Corée du Sud : les « femmes de réconfort » réclament justice contre l'armée américaine
Dans un combat historique, des centaines de Sud-Coréennes, autrefois exploitées sexuellement par les militaires américains, brisent un silence de plusieurs décennies pour exiger des excuses et des réparations. Leur plainte collective contre l'armée américaine marque un tournant dans un pays où critiquer l'allié stratégique reste tabou.
Des vies détruites par des années d'abus
Eun-young, septuagénaire aux cheveux gris, témoigne sous pseudonyme, comme toutes les victimes rencontrées par les journalistes. Sa voix tremblante et ses larmes trahissent une douleur intacte, cinquante ans après les faits. « Je veux qu'ils s'excusent. Je veux qu'ils me dédommagent pour ma vie détruite », affirme-t-elle depuis les locaux de l'association Saewoomtuh, à Pyeongtaek, près de Séoul.
Le terme « femme de réconfort », initialement utilisé pour désigner les victimes de l'esclavage sexuel imposé par les Japonais pendant la Seconde Guerre mondiale, s'applique aussi à ces Coréennes exploitées par les troupes américaines dès les années 1950. Contrairement aux premières, souvent perçues avec sympathie comme victimes de l'oppresseur nippon, ces dernières ont été condamnées à la honte et au silence par un système soutenu par l'État sud-coréen.
Une plainte historique malgré les tabous
Le 8 septembre 2025, 117 anciennes « femmes de réconfort » sud-coréennes ont déposé plainte contre l'armée américaine. Cette action juridique est une première pour un pays qui accueille encore 73 bases militaires américaines sur son territoire. La date choisie n'est pas anodine : elle correspond au 80e anniversaire du débarquement des premiers GI dans une péninsule libérée de l'occupation japonaise (1910-1945).

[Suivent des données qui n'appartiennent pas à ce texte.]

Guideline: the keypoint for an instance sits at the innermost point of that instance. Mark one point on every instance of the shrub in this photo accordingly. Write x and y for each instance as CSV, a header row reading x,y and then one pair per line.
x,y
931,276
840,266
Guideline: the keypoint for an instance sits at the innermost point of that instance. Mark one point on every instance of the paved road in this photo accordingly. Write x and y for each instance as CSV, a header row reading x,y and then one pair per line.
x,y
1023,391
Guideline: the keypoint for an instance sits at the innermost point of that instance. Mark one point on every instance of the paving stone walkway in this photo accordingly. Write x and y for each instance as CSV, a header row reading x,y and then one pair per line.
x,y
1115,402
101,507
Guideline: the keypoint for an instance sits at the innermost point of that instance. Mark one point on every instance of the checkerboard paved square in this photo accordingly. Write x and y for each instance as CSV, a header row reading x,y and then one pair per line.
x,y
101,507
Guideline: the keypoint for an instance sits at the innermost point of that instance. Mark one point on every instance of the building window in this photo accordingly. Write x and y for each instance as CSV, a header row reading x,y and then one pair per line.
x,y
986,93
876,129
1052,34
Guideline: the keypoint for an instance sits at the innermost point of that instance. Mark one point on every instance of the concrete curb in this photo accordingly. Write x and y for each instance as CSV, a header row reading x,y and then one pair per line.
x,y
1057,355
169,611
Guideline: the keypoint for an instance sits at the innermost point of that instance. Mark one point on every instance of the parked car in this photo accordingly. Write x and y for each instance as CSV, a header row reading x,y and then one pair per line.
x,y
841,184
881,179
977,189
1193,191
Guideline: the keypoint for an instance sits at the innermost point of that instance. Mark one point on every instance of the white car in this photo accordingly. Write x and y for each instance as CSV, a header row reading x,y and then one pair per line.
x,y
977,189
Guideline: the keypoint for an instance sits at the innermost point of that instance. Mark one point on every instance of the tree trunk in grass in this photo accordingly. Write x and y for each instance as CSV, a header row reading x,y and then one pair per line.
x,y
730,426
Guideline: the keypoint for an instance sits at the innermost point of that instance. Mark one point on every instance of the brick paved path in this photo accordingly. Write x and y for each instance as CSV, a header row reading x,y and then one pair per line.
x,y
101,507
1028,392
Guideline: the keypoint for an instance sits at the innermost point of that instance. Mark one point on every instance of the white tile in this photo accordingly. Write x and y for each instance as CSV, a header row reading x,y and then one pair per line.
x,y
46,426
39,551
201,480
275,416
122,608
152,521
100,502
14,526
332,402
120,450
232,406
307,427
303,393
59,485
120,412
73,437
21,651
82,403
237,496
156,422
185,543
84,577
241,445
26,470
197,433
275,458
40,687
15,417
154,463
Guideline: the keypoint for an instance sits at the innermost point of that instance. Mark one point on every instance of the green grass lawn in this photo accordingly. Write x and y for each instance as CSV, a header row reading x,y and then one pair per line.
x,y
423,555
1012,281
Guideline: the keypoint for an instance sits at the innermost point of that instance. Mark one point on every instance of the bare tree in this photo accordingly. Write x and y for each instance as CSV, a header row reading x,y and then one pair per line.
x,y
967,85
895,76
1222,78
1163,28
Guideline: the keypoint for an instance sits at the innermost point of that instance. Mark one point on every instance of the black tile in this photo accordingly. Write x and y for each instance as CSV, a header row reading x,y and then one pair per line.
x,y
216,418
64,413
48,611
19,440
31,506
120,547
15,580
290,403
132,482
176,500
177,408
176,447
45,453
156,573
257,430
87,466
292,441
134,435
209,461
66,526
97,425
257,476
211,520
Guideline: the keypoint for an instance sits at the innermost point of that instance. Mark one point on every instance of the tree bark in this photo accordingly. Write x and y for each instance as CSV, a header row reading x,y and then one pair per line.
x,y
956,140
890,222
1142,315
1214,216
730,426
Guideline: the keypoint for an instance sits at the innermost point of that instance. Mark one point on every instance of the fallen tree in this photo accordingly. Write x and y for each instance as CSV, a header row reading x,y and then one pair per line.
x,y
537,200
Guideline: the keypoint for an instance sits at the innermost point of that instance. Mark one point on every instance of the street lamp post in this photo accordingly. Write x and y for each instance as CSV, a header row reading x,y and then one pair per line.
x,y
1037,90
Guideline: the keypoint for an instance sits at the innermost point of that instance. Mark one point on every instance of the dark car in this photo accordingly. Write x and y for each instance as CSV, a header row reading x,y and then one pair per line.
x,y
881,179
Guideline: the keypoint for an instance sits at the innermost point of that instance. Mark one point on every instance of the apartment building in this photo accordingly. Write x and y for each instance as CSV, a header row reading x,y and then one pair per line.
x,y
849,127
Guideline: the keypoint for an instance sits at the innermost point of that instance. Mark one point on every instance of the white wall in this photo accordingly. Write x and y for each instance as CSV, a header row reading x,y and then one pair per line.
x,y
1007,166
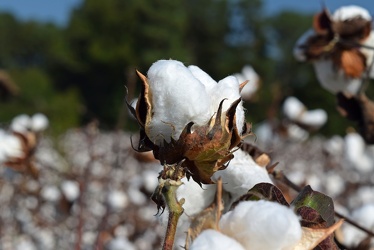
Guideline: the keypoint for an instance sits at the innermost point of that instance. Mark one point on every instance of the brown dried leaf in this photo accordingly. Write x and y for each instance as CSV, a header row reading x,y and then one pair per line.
x,y
353,62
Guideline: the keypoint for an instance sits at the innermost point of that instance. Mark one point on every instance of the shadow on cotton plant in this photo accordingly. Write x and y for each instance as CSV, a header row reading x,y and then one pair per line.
x,y
194,126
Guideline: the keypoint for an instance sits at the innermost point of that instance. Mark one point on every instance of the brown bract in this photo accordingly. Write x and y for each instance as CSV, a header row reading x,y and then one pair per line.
x,y
339,41
203,149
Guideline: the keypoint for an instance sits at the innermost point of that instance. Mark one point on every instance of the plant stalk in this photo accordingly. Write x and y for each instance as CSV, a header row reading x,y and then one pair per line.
x,y
169,192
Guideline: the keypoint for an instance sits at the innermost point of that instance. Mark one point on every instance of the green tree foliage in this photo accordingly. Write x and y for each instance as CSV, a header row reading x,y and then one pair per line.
x,y
95,56
28,50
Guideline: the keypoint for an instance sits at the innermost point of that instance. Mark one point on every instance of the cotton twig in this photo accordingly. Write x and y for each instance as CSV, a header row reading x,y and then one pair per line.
x,y
279,175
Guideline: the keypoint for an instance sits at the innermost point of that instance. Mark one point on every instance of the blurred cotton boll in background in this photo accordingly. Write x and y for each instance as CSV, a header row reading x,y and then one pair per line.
x,y
10,146
296,111
250,75
364,216
322,46
211,239
262,225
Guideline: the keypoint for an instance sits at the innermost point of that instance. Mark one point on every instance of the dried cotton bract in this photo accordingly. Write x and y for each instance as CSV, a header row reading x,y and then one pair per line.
x,y
186,117
336,46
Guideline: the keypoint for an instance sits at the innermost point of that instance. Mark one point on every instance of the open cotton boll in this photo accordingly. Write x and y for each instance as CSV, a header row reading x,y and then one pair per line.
x,y
314,118
211,239
355,153
350,12
21,123
177,99
228,88
334,80
241,174
248,73
196,198
39,122
293,108
262,225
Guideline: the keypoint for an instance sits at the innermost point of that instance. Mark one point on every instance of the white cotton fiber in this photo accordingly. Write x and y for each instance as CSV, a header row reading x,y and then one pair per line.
x,y
211,239
262,225
364,216
177,97
350,12
203,77
241,174
10,146
196,198
248,73
39,122
70,189
293,108
314,118
21,123
228,88
335,80
355,153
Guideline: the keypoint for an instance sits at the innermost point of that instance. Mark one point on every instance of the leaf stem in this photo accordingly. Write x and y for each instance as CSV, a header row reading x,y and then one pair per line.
x,y
175,211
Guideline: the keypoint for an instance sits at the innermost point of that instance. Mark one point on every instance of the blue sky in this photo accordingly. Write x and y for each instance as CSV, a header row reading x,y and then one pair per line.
x,y
58,10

Pendant des décennies, des milliers de Sud-Coréennes ont été forcées à se prostituer pour les militaires américains, avec le soutien implicite ou explicite du gouvernement de Séoul. Leur combat pour la reconnaissance et la réparation se heurte à un contexte politique délicat, où remettre en cause l'allié américain, garant de la sécurité nationale, reste malvenu.
Le poids du silence et de la complicité étatique
L'association Saewoomtuh, qui défend ces femmes, souligne que le système d'exploitation a longtemps bénéficié de la complicité des autorités sud-coréennes. Cette collusion a permis de maintenir les victimes dans l'ombre, privées de toute perspective de justice. Aujourd'hui, malgré leur âge avancé, ces femmes refusent de pardonner et exigent que leur souffrance soit officiellement reconnue.
Leur plainte collective ne vise pas seulement des compensations financières, mais aussi une reconnaissance historique des abus systématiques perpétrés avec la bénédiction des deux gouvernements. Ce combat juridique ouvre un défi sans précédent pour les relations entre Séoul et Washington, tout en brisant un tabou profondément enraciné dans la société sud-coréenne.